Always Taking the Path of Least Resistance

That could be the motto of Washington for its interventions into the financial markets. If you can either (a) Solve a crisis by directly confronting insolvent banks and taking measures that will cause some short-term pain but ensure a better future or (b) Roll the currency printing presses all night and flood the system with money and hope that that eventually works, over say five years or a decade or whatever ...

What do you do? (b) of course. (b) doesn't rile up the banking lobby, get any Congressional noses out of joint, threaten to anger any populist groups. (b) isn't leadership either, but leadership is a quaint notion these days. Let's face it: it's not that America is pain-averse. It's worse: we're discomfort-averse.

So, continuing our multiple choice test, if you can either try to resolve the housing foreclosure problem by either (a) Knuckling down on the banks and persuading them (through legislation, if need be) to renegotiate mortgages so that both the homeowner and the bank take a hit, but at least the homeowner has an incentive to start paying the bill again or (b) Flood the system with cheap money and hope the problem goes away ...

What do you do? (b) of course. It's the path of least resistance.

But now comes evidence that this approach, while convenient and non-controversial, unfortunately has a little drawback: it doesn't work.
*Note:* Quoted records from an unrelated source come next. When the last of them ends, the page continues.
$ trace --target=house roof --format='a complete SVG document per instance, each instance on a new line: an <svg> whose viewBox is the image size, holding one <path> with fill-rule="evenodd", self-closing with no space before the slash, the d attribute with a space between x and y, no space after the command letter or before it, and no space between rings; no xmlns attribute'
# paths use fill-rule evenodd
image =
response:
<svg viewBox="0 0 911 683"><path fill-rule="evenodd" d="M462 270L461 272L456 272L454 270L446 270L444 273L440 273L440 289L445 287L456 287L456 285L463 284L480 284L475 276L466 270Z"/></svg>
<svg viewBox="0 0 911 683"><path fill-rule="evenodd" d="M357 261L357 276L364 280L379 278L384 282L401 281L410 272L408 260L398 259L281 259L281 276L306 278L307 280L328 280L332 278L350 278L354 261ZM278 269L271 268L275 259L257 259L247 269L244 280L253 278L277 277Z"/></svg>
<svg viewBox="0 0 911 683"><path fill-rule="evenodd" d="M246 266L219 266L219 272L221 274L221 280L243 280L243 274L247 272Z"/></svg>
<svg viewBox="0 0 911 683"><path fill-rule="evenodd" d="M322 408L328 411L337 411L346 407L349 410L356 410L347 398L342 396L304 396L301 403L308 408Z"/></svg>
Check out this commentary by economics professor Stan Liebowitz in the WSJ:
What is really behind the mushrooming rate of mortgage foreclosures since 2007? The evidence from a huge national database containing millions of individual loans strongly suggests that the single most important factor is whether the homeowner has negative equity in a house -- that is, the balance of the mortgage is greater than the value of the house. This means that most government policies being discussed to remedy woes in the housing market are misdirected.

More specifically:
The Obama administration's "Making Homes Affordable" plan focuses on having the government help lower obligation ratios (the share of income devoted to house payments) down to 31% from levels somewhat above 38%. But my analysis finds that mortgages having such obligation ratios at closing did not later experience high foreclosure rates. This suggests that reducing these ratios is not likely to significantly improve the foreclosure problem.

So here's what this means, and it's very common sensical: Your biggest asset is a house. You're paying on it for another 10, 20 years. If you owe say $200,000 on it, but it's worth $250,000, you'll want to keep paying off your mortgage. But if you owe $250,000 and it's worth $200,000, you're more likely to say, "Bleh. I'm staring at a $50,000 loss. Sayonara house."

It's abundantly obvious what should be done. Washington needs to find a way to facilitate the renegotiation of mortgages for homeowners who are underwater. Or, of course, it can take the path of least resistance: throw a few trillion at the problem and hope it goes away.